Enrico Galiano, docente di lettere della scuola media dell’istituto comprensivo di Chions (Pordenone), ha proposto di usare Temptation Island in classe come supporto per l’educazione affettiva. L’idea prevede l’analisi di estratti del reality per individuare red flag e meccanismi delle relazioni tossiche, trasformandoli in esercitazioni guidate. A sostegno, ha richiamato la platea del programma: circa quattro milioni di spettatori a puntata, con picchi oltre i 4,5 milioni e uno share più alto tra i giovani.
Per il docente, il format, pur presentato come “un viaggio nei sentimenti“, offre sequenze utili a riconoscere controllo, manipolazione e possesso che, commentate in classe, “varrebbero più di dieci slide sulle relazioni tossiche“. L’obiettivo non è deridere i protagonisti né fare la morale, ma “allenare uno sguardo“. In questa chiave, “basterebbe un adulto capace di premere pausa e chiedere: ragazzi, cosa sta succedendo qui?“.

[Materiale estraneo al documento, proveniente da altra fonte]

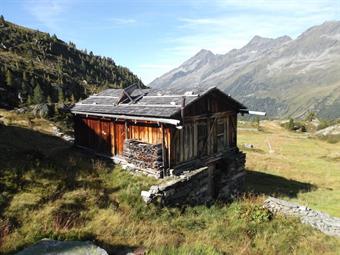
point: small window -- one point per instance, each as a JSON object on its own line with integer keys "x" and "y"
{"x": 220, "y": 135}
{"x": 202, "y": 136}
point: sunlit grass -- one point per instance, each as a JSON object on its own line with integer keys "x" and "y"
{"x": 51, "y": 190}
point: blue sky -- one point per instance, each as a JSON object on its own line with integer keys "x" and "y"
{"x": 151, "y": 37}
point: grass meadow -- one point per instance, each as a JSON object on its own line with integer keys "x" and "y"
{"x": 50, "y": 189}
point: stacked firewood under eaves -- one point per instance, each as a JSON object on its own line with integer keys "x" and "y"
{"x": 143, "y": 155}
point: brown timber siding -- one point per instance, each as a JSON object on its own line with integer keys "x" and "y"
{"x": 107, "y": 136}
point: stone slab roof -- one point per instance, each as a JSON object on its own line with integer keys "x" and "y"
{"x": 139, "y": 102}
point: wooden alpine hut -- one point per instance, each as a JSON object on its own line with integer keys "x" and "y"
{"x": 160, "y": 132}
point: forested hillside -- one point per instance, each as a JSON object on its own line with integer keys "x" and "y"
{"x": 36, "y": 67}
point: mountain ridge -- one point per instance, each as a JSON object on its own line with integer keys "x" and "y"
{"x": 283, "y": 76}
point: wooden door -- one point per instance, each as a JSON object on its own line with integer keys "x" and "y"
{"x": 119, "y": 138}
{"x": 105, "y": 138}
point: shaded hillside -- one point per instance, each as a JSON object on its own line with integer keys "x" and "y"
{"x": 49, "y": 189}
{"x": 36, "y": 67}
{"x": 282, "y": 76}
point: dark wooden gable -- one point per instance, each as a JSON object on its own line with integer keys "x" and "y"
{"x": 213, "y": 101}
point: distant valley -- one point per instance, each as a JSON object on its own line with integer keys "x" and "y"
{"x": 281, "y": 76}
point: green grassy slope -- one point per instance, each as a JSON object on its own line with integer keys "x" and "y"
{"x": 49, "y": 189}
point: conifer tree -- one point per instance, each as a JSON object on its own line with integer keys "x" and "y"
{"x": 29, "y": 100}
{"x": 9, "y": 78}
{"x": 49, "y": 100}
{"x": 60, "y": 96}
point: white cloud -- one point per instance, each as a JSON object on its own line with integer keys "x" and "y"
{"x": 122, "y": 21}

“Portiamo Temptation Island a scuola”
La proposta è operativa: brevi clip, pause didattiche e domande guida per far emergere il lessico e le dinamiche di potere nelle relazioni. Galiano suggerisce di lavorare su scene-tipo tratte dal programma: uomini che minacciano altri uomini per gelosia; persone che giustificano urla e umiliazioni con la frase “io sono fatto così“; controlli delle conversazioni presentati come gesti d’affetto. Su ciascun passaggio, indica di distinguere tra conflitto e prevaricazione, tra cura e controllo, tra passione e possesso, portando gli studenti a nominare i comportamenti e a riconoscerne i confini.

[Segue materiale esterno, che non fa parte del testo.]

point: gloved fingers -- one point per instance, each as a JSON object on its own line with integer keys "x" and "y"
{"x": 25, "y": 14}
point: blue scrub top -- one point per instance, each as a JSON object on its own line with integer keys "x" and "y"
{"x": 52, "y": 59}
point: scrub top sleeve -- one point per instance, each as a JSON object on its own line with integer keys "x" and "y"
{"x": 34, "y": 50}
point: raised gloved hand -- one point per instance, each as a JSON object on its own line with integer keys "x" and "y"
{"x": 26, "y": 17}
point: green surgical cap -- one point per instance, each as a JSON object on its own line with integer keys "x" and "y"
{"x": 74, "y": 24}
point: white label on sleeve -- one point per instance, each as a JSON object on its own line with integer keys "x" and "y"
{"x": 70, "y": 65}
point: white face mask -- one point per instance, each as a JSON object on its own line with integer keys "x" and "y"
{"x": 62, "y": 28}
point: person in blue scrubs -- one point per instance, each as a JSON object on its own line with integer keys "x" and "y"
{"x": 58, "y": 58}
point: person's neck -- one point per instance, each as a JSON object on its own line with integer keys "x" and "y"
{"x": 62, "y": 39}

Nel quadro tracciato dal docente, la classe diventa un laboratorio di educazione sentimentale e alfabetizzazione emotiva: il reality funge da materiale grezzo su cui applicare categorie, domande e contro-esempi. La scuola, scrive, non dovrebbe limitarsi all’analisi logica delle frasi, ma occuparsi anche “della logica che certe frasi si portano dietro“, per mostrare dove un atteggiamento smette di essere cura e diventa controllo, o quando una gelosia si traduce in possesso.
Numeri, contesto e natura della proposta
Galiano ha rimarcato che Temptation Island non è un prodotto di nicchia e che proprio la sua diffusione rende utile un lavoro guidato: molti giovani lo seguono, e senza strumenti interpretativi si perde un’occasione didattica. Da qui l’uso mirato di spezzoni selezionati per stimolare confronto, lessico condiviso e consapevolezza dei segnali di rischio nelle relazioni.
Il docente precisa che non si tratta di una provocazione estiva, ma di un’ipotesi di lavoro da portare in classe: clip brevi, analisi puntuali, domande semplici e verifiche del linguaggio. Non ci sono indicazioni ufficiali da amministrazioni scolastiche o dal ministero: è una proposta individuale pensata per stimolare l’inserimento strutturato dell’educazione sentimentale nelle pratiche didattiche.
Galiano insegna a Chions e cita il proprio contesto professionale come base d’osservazione. È in ruolo dal 2023 e collega la proposta all’esperienza quotidiana con gli studenti. La sperimentazione, afferma, può essere avviata nell’anno scolastico con spezzoni mirati e momenti di pausa.